One recommendation is to apply a uniform tax rate to all business structures, including companies, trusts, partnerships, and sole proprietorships. For instance, in Denmark, under the Business Tax Scheme, the business income of individuals who conduct their business through a sole proprietorship or partnership can be taxed at a rate equivalent to the corporate tax rate if it is retained for business purposes. However, if a business owner were to withdraw business income, the withdrawal amount would be subject to individual tax at the marginal tax rate, with a tax credit for the tax already paid.

Introducing such a tax system in Australia could be extended to cover sole proprietorships, partnerships, and trusts. Applying a 25% or 30% tax rate across all business structures on income that needs to be retained could achieve greater tax neutrality amongst different business structures. This measure could also encourage businesses to generate and retain capital to finance expansion and growth.
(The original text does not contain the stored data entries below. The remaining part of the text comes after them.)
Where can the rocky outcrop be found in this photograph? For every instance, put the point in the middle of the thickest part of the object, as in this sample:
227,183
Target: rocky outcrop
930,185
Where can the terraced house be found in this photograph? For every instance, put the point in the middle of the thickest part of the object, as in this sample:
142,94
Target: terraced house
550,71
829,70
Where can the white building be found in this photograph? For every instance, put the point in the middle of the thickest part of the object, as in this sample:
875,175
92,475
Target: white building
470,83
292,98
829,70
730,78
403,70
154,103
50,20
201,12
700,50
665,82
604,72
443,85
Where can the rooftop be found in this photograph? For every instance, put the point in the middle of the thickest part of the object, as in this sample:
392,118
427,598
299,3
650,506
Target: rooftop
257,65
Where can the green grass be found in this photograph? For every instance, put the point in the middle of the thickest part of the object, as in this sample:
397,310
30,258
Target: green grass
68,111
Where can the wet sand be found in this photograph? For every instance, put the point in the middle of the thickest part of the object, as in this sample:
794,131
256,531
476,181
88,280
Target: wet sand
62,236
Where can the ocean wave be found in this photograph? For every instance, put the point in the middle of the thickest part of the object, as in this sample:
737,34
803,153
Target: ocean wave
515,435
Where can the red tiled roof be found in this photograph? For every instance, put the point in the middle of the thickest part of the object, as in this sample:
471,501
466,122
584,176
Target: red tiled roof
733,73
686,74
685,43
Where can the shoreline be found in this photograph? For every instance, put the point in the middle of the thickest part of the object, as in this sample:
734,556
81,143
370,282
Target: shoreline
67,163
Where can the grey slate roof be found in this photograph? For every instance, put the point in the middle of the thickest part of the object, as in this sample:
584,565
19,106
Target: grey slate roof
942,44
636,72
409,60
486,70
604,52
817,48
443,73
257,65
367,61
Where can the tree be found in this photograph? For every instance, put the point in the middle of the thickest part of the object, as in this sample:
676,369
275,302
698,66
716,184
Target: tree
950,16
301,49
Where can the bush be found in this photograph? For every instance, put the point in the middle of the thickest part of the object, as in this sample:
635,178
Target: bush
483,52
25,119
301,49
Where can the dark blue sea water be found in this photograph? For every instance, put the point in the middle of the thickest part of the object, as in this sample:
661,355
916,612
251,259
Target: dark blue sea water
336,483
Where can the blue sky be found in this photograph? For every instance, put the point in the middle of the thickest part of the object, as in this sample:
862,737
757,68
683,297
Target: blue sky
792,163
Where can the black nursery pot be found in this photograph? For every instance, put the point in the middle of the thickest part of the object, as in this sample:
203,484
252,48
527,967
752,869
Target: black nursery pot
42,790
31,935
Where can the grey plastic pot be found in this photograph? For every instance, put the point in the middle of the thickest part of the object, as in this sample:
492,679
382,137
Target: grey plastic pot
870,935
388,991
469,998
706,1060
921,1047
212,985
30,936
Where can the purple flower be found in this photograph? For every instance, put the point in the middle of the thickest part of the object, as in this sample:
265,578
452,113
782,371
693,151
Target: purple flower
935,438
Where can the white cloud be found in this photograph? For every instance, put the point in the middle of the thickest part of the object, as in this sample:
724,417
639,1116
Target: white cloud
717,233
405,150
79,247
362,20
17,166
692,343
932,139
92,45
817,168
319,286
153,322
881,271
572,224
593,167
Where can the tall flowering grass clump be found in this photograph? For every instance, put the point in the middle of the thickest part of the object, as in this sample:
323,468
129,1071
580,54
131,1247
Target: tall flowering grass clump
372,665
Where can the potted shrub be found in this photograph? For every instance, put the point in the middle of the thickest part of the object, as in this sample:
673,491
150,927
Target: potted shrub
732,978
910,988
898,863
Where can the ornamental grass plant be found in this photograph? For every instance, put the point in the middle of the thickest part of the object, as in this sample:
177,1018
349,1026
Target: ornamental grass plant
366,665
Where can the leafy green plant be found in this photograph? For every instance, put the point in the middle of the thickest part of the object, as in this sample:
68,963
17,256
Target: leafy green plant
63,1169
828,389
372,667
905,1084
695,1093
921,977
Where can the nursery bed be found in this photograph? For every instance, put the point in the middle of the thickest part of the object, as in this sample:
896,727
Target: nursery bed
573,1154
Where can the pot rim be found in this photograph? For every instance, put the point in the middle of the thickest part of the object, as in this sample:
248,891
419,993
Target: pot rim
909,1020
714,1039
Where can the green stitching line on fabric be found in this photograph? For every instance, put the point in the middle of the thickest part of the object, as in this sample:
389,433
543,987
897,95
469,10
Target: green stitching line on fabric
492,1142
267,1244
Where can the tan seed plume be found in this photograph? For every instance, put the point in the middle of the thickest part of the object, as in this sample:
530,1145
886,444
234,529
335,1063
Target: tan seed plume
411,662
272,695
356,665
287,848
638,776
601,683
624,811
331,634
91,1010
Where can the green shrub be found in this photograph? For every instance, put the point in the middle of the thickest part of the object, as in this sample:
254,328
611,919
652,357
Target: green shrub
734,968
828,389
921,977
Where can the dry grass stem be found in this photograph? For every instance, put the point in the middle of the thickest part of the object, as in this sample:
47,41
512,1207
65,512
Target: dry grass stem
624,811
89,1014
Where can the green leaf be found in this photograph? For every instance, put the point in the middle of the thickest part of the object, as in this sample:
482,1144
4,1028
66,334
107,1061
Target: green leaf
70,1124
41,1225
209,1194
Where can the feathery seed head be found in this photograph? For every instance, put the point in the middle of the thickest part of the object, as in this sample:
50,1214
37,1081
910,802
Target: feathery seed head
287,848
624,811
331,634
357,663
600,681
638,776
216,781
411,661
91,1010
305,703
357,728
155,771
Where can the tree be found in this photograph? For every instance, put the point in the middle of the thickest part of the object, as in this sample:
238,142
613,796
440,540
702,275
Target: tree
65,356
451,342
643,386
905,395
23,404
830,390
Overall, the goal of tax neutrality is an essential factor, as it is of concern that the non-neutrality in the current Australian tax system could incentivise taxpayers to implement suboptimal business structures to operate their businesses. Achieving neutrality requires SMEs to choose the business structure that is most appropriate to meet their commercial needs without being influenced by the biases in the business taxation system. Breaches of tax neutrality may result in economic costs for businesses and less efficient outcomes for the nation.
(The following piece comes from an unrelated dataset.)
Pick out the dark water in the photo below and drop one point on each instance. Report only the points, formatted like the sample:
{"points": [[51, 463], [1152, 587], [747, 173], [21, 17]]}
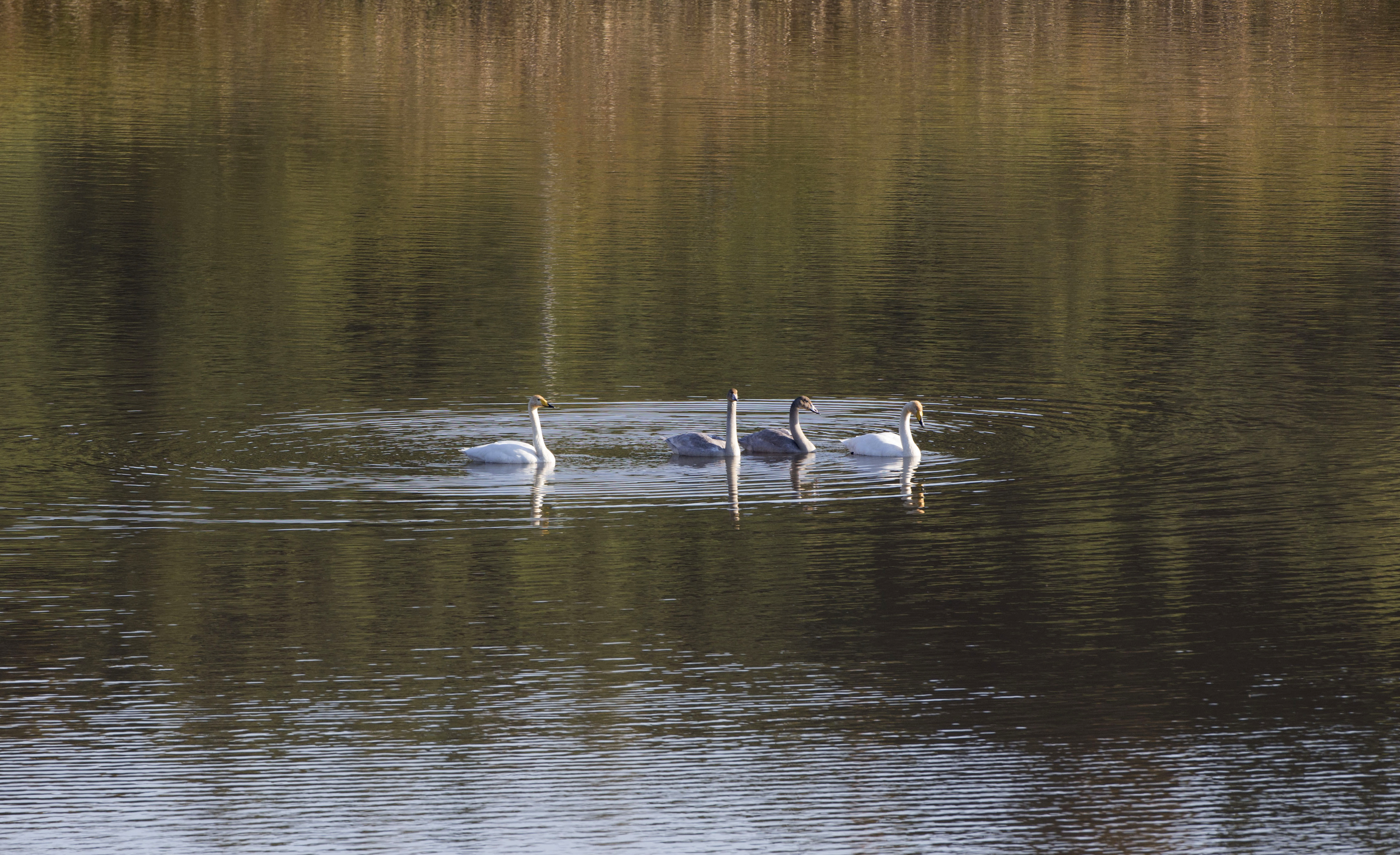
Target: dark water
{"points": [[266, 268]]}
For these reasons, it is crucial to determine the underlying reasons for adopting business structures in Australia and the commercial implications of such adoptions, particularly whether discretionary trusts are effective business structures for business operations.


Journal article

Barbara Trad, John Minas, Brett Freudenberg and Craig Cameron, ‘Reasons Behind SME Advisor Business Structure Recommendations’ (2024) 39(1) Australian Tax Forum 93.

This article has 3 comments

  1. Dr Terence Dwyer

    Neutrality requires income be taxed once and once only not in the hands of the entity which earns it but in the hands of the person who enjoys it.

    Therefore income splitting corrects tax design distortions.

  2. Running a business through a company is an obvious preference for limited liability reasons. But it is persecuted through full taxation on capital gains earned and distributed.
    It is simplistic from capital raising and sale, but a purchaser takes on its historical baggage.
    Of course, structures through which profits and gains can be shared by the family members is a focus of advisers – they would be negligent in not doing so. As we age, we are conscious of the transfer of assets on death. Better to have assists held in a family entity so that death does not disturb the continuity of the assets – and it better reflects the intention of building assets for the benefit of the family members rather than one person.
    All of the tax reviews since 1985 have observed the inefficiency of the classical corporate tax system. The preference of all is for the profits and gains of an operating entity to be shared amongst the beneficiaries of the profits and gains. The best way is to tax intermediate entities as flow through (e.g. partnerships and trusts). In a corporate sense this is an integration model. Imputation was a half way house. But even though a limited reform, it has been astoundingly successful for the efficiency of capital markets. And in no small way operates as a reverse transfer pricing mechanism… Australian companies prefer to pay Australian tax rather than foreign tax.

  3. Indeed, flow through is the correct approach and it should be applied to labour income as much as capital income. The idea that a wage is solely the income of a man who is sharing it with a wife and children is nonsense and vice versa.

    Labour income is shared both within and without the nuclear family unit.

    Tax systems which fail to recognise income sharing are fundamentally non-neutral and penalise workers raising families.

    So Treasuries end up successfully taxing their flock of taxpayers out of existence.

    Welcome to the re-run of the Later Roman Empire – demographic and fiscal implosion plus currency debasement.